UCEM on board with government’s new vision for HE: UCEM Principal, Ashley Wheaton, responds to Universities Minister, Michelle Donelan’s speech at THE Campus Live

Posted on: 1 December, 2021

Lifelong learning, flexible studies, part-time options, good student retention and outcomes, and schools’ outreach.

Michelle Donelan speaking at THE Campus Live

Michelle Donelan delivering her speech at THE Campus Live

These are the new priorities in UK higher education (HE), as laid out by Universities Minister, Michelle Donelan, in her keynote speech at Times Higher Education’s (THE) Campus Live event last week.

They read like a checklist of what our priorities are at UCEM and, as such, this new path for HE is one I warmly welcome.

Lifelong learning

Taking centre stage was the Lifelong Loan Entitlement (LLE), described as a ‘revolutionary change’ by Michelle. The LLE gives individuals the equivalent of a four-year student loan to go towards higher level study across their lifetime and can be used flexibly on full-time or part-time courses, either on individual modules or in one go.

Michelle said: “We need to enable you [universities] to better facilitate upskilling and reskilling and open up higher education to an entire section of society who have felt it was out of reach for them.”

We are firm advocates of lifelong learning at UCEM, with the average age of our students around 30 years old and learning options available to students at different stages of their built environment careers.

Our degree programmes and apprenticeships encompass learning at level 4 all the way up to level 7, with students on our MBA Construction and Real Estate programme typically nudging the older end of the spectrum with applicants predominantly having senior leadership experience.

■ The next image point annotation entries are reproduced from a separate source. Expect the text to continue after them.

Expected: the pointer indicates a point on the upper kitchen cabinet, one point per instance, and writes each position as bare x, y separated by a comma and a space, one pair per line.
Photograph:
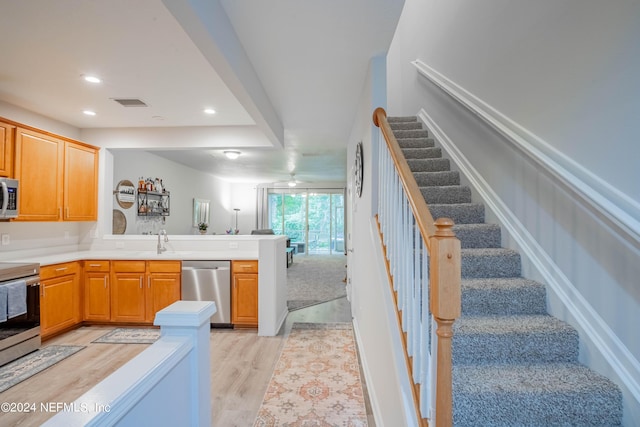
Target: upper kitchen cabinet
58, 177
6, 149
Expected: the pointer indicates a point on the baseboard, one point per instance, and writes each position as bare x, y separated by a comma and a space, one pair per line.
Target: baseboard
614, 352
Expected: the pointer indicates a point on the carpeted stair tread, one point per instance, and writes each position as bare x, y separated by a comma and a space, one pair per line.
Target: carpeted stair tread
428, 165
411, 133
461, 213
513, 339
490, 262
400, 119
534, 395
478, 235
502, 296
416, 142
422, 153
442, 178
405, 125
449, 194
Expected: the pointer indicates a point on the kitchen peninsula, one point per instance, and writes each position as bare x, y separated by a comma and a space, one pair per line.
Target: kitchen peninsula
269, 251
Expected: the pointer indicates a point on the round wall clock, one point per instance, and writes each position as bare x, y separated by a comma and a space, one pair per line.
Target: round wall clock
358, 169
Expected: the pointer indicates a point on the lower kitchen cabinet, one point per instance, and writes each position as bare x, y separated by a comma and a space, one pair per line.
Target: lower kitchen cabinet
128, 291
59, 297
97, 291
163, 286
140, 288
244, 294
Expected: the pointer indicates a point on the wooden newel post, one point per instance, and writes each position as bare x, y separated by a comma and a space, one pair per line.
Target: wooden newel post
444, 277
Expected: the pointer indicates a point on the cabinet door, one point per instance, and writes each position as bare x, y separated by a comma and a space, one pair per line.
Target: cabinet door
80, 183
163, 289
97, 300
58, 304
244, 297
6, 149
127, 297
39, 167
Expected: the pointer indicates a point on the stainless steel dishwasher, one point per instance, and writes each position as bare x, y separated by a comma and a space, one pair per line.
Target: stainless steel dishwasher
209, 281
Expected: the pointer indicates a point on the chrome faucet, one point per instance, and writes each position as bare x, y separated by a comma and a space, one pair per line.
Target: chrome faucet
161, 247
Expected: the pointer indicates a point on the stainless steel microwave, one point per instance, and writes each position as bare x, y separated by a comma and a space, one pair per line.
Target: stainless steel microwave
9, 190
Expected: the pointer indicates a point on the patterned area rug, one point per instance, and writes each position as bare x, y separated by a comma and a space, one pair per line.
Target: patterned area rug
316, 381
315, 279
130, 336
27, 366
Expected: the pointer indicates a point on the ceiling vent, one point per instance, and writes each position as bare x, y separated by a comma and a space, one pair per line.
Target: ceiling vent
130, 102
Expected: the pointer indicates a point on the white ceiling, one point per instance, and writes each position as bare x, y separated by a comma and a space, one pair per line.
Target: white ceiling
286, 74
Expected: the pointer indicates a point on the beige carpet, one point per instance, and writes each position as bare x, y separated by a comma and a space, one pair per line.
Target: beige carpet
315, 279
316, 381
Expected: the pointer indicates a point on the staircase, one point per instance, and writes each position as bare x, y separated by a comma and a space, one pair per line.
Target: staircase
513, 364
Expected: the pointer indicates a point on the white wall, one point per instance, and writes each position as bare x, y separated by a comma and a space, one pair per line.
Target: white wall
369, 293
563, 72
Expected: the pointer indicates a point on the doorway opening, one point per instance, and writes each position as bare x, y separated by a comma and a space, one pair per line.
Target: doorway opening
312, 219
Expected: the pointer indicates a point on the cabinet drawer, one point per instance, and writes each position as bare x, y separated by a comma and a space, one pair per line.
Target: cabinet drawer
96, 265
128, 266
58, 270
244, 266
164, 266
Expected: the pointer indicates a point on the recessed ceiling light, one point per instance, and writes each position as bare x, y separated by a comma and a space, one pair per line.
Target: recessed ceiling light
232, 154
92, 79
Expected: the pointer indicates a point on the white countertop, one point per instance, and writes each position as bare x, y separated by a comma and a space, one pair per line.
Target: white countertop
138, 255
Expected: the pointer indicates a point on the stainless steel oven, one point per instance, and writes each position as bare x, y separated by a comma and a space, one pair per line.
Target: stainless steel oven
19, 320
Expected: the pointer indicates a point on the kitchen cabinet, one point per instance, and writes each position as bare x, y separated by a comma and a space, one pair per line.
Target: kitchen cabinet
58, 177
59, 298
6, 149
163, 286
127, 291
244, 294
141, 288
97, 291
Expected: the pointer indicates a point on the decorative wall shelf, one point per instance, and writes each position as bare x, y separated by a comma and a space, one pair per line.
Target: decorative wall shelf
151, 203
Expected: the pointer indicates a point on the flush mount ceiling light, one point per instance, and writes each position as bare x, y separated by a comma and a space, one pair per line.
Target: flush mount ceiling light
91, 79
232, 154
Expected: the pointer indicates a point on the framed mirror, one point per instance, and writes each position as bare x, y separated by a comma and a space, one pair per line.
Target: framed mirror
200, 211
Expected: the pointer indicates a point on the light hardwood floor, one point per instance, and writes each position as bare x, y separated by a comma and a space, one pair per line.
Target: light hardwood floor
241, 366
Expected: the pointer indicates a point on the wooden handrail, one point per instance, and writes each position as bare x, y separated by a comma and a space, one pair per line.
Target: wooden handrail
444, 277
423, 217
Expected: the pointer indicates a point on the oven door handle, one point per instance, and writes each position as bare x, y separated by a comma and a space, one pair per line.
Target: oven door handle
5, 197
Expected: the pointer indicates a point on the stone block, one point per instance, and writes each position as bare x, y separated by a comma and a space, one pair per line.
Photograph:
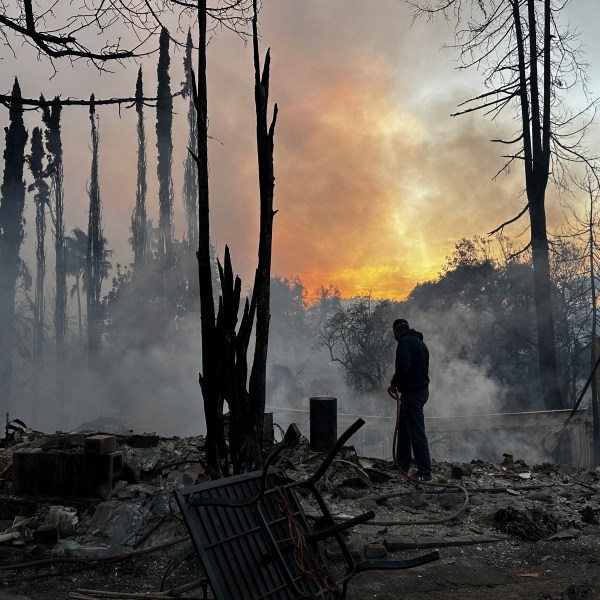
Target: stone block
100, 444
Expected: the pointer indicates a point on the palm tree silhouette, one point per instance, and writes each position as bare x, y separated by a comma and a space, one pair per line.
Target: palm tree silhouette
77, 266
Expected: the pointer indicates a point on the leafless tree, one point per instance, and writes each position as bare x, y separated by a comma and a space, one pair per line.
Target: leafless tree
530, 64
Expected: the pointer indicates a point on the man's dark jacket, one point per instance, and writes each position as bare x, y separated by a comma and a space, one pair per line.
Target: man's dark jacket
412, 363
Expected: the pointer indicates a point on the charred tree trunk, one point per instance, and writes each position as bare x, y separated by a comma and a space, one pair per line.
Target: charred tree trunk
95, 246
594, 339
247, 426
12, 204
139, 227
51, 116
164, 146
536, 146
42, 201
209, 378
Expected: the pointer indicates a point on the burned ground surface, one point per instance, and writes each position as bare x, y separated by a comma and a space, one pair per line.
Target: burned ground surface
507, 530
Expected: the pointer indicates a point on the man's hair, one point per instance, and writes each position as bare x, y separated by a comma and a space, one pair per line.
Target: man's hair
400, 323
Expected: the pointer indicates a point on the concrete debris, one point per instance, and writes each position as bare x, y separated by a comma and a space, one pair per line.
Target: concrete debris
509, 504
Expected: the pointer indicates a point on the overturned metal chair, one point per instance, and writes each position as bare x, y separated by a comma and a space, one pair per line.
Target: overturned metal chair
255, 542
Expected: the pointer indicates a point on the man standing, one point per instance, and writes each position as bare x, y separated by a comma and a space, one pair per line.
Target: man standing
411, 381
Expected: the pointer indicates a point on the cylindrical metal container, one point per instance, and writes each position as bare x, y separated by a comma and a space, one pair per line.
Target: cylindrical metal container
323, 423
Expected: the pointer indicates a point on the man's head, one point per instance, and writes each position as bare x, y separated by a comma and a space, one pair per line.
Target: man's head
400, 327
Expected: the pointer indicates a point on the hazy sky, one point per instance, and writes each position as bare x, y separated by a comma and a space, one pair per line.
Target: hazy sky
375, 181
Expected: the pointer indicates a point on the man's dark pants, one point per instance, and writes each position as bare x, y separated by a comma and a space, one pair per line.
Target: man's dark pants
412, 440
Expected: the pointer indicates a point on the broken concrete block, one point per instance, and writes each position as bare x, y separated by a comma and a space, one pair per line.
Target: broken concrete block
100, 444
375, 550
450, 500
65, 473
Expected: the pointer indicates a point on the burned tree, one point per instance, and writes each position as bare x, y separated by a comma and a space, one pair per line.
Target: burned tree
42, 201
139, 225
530, 64
51, 115
224, 376
190, 173
12, 205
95, 243
164, 145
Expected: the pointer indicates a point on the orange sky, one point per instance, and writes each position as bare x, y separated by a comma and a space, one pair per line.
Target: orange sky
375, 182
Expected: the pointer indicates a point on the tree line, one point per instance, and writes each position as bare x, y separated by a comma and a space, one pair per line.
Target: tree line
532, 62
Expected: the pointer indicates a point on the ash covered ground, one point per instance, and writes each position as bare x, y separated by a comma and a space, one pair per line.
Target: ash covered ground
505, 530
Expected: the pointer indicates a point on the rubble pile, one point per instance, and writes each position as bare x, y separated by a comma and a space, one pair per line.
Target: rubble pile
129, 536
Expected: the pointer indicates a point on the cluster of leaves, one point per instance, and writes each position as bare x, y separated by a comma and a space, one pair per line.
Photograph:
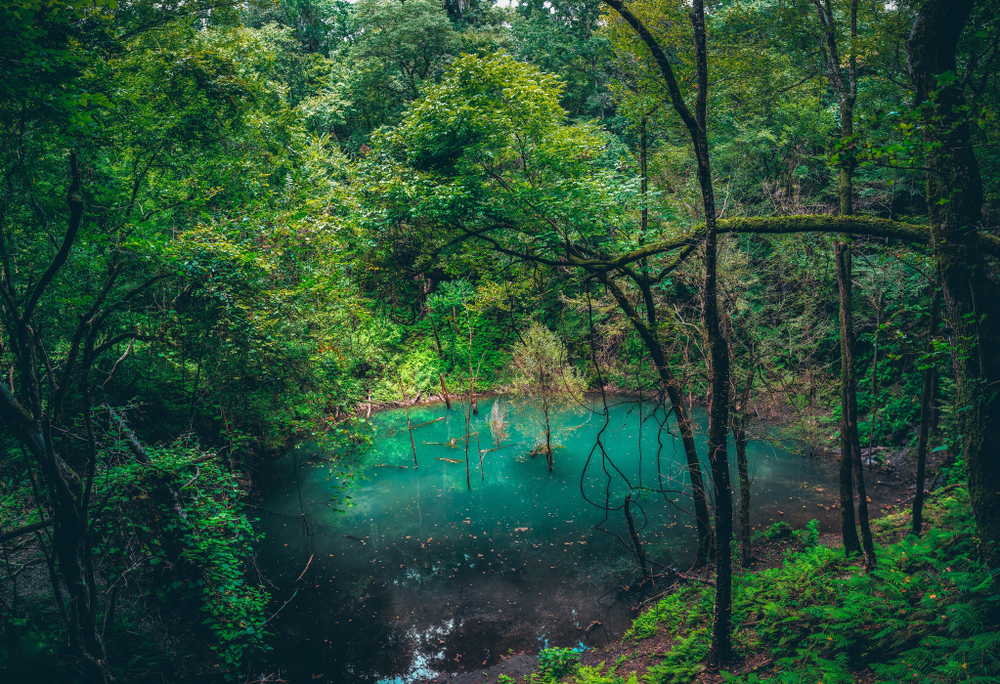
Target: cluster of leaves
927, 614
177, 520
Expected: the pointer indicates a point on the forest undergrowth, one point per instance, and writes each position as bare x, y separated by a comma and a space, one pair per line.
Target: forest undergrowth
927, 614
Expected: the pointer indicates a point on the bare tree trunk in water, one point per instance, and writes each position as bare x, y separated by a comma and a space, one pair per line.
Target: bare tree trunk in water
634, 536
444, 392
696, 123
848, 524
926, 401
741, 420
647, 331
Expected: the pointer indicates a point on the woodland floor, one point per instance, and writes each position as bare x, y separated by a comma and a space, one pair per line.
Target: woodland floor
638, 657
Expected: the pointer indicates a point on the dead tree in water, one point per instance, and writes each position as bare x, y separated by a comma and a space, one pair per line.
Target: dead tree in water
634, 536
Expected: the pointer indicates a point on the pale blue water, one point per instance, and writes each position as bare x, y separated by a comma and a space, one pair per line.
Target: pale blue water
423, 575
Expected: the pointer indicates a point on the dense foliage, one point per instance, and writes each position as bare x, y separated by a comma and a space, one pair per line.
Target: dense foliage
229, 227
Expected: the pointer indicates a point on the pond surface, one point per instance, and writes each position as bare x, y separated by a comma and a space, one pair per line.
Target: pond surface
422, 575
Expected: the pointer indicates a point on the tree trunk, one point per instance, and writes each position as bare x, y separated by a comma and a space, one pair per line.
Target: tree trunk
444, 392
875, 384
548, 440
970, 287
656, 351
926, 401
437, 338
740, 442
848, 419
634, 536
409, 427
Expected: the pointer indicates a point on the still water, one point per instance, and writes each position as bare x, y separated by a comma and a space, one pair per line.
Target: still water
421, 574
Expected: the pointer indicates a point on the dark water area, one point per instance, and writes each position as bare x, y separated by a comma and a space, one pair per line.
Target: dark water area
422, 575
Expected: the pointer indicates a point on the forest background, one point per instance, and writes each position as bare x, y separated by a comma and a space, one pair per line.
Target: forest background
226, 228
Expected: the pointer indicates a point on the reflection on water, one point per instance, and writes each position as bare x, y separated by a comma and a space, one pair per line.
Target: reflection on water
422, 575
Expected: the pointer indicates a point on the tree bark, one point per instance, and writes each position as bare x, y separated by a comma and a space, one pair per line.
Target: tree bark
926, 402
848, 418
656, 351
718, 422
634, 536
970, 288
444, 392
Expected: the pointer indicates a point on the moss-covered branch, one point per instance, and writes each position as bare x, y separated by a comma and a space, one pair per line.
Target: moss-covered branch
781, 225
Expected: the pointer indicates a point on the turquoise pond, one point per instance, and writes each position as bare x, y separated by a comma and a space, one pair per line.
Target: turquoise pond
423, 575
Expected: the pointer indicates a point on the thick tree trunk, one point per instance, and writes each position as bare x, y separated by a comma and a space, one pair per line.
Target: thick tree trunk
926, 402
970, 287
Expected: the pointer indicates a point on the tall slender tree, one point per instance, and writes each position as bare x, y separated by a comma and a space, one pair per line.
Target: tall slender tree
696, 123
970, 287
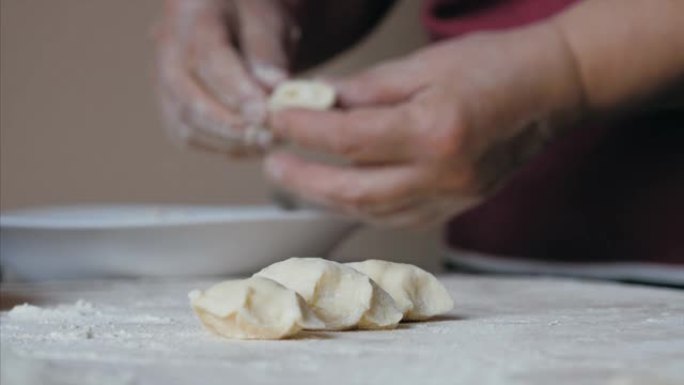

In addition to this, we offer single module study at undergraduate and postgraduate levels, as well as qualifications which are not as lengthy as a degree such as our Certificate of Higher Education Built Environment Studies, not to mention the many CPD short courses available on our Online Academy.

Students come to us to upskill in their area of expertise or reskill from another sector by enrolling on one of our undergraduate programmes or MSc conversion programmes.

UCEM is well-equipped to support the lifelong learning revolution which is being funded to the tune of £30m by government.

UCEM Principal, Ashley Wheaton

Part-time options

Part-time study options were cited as a key component of this focus on lifelong, flexible learning with Michelle referring to a Universities UK survey which found that around 24% of the population had considered part-time higher education in the last 10 years but had not enrolled.

The suggestion, therefore, was that there is a sizeable, latent group of students ready to take advantage of part-time higher study options.

The majority of students at UCEM are part-time, studying with us around their work and other commitments. If it’s higher study, part-time programmes in the built environment you are wanting, we have you covered.

Student retention and outcomes

Michelle made the excellent point that getting students onto university programmes is one thing, but ensuring they succeed and go on to good careers is the true benchmark of success.

As such, universities’ widening participation plans will have to be rewritten to reflect this expectation.

When it comes to graduate outcomes, the majority of our students go on to highly skilled, well-paid jobs within the sector. Of course, this is helped by the fact that many are already in such jobs though studying with us helps them progress to the next stage of their careers.

Strong graduate outcomes tie in to the government’s levelling up agenda which requires more skilled workers across the UK to provide the backbone of the economy. All our programmes are vocational and directly link students to the workplace so we are supporting the government with its aims on this front.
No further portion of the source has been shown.